Answer to Question #117901 in Differential Geometry | Topology for Sheela John

Let "(X, \\rho)" be a metric space with metric "\\rho". Let's define the following:

"B_{\\varepsilon}(x) := y \\in X | \\rho(x,y) <\\varepsilon". Let's show, that for any metric space "(X, \\rho)" : "B_{\\varepsilon}(x) := y \\in X | \\rho(x,y) <\\varepsilon, x \\in X, \\varepsilon > 0" is a base for some topology. If we prove this, it will be enough, since any base generates topology on "X", that has, as open sets, all unions of elements of the base.

So, to prove that the defined above set is a base we will check if base criterias are true, namely:

1) "\\bigcup_{x,\\varepsilon}B_{\\varepsilon}(x) = X."

2) If "z \\in B_{\\varepsilon}(x) \\cap B_{\\delta}(y)," then there exist such element of our base "B_0", that "z \\in B_0" and "B_0 \\subset B_{\\varepsilon}(x) \\cap B_{\\delta}(y)".

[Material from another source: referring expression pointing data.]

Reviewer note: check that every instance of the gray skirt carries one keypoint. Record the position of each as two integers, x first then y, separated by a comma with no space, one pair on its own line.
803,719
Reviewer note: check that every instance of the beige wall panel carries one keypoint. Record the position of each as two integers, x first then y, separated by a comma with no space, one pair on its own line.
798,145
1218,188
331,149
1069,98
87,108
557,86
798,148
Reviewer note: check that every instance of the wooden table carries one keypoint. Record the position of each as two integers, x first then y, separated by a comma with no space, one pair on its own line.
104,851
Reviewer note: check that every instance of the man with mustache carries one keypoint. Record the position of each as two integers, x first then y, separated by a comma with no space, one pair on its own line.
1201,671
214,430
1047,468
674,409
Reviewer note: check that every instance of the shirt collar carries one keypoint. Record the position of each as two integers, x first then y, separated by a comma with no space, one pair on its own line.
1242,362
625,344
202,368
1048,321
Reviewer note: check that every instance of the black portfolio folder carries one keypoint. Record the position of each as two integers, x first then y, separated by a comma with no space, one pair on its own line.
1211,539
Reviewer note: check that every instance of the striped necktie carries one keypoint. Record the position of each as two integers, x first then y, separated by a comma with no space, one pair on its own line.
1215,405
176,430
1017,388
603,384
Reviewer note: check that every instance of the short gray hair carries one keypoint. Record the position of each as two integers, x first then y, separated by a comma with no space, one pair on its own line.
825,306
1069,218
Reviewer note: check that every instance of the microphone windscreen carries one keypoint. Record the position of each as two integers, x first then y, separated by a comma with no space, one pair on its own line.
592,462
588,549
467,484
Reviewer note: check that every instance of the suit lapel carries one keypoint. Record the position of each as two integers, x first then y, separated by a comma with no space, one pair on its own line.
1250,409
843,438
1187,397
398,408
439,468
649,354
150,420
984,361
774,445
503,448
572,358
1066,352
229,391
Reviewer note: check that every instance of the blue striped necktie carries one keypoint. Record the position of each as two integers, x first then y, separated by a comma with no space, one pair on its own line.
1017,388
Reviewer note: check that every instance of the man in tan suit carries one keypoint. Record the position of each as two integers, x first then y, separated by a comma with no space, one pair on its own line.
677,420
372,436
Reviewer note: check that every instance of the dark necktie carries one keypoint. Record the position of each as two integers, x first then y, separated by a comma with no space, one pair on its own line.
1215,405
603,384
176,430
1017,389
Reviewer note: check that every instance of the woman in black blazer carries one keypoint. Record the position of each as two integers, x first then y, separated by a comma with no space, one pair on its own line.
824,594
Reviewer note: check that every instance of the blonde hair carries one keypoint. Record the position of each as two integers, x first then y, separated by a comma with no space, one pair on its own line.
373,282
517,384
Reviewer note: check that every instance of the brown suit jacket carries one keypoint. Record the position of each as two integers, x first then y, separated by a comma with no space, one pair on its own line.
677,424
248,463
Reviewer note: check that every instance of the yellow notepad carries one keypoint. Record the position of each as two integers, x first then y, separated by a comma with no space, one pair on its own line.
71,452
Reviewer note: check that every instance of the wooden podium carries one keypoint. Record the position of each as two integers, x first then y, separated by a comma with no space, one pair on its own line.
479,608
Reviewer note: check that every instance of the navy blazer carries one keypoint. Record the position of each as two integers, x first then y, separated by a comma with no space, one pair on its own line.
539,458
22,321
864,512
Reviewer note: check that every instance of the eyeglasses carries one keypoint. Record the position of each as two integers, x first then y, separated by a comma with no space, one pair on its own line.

1) For a given "x \\in X", "X = \\bigcup_{n=1}^{\\infin}B_n(x)". Therefore, "\\bigcup_{x,\\varepsilon}B_{\\varepsilon}(x) = X."

2) Let "z \\in B_{\\varepsilon}(x) \\cap B_{\\delta}(y)". Let "r := min(\\varepsilon - \\rho(x,z), \\delta - \\rho(y, z))." Then, "B_r(z) \\subset B_{\\varepsilon}(x) \\cap B_{\\delta}(y)".

So, we proved that the defined set is a base for some topology for "(X, \\rho)."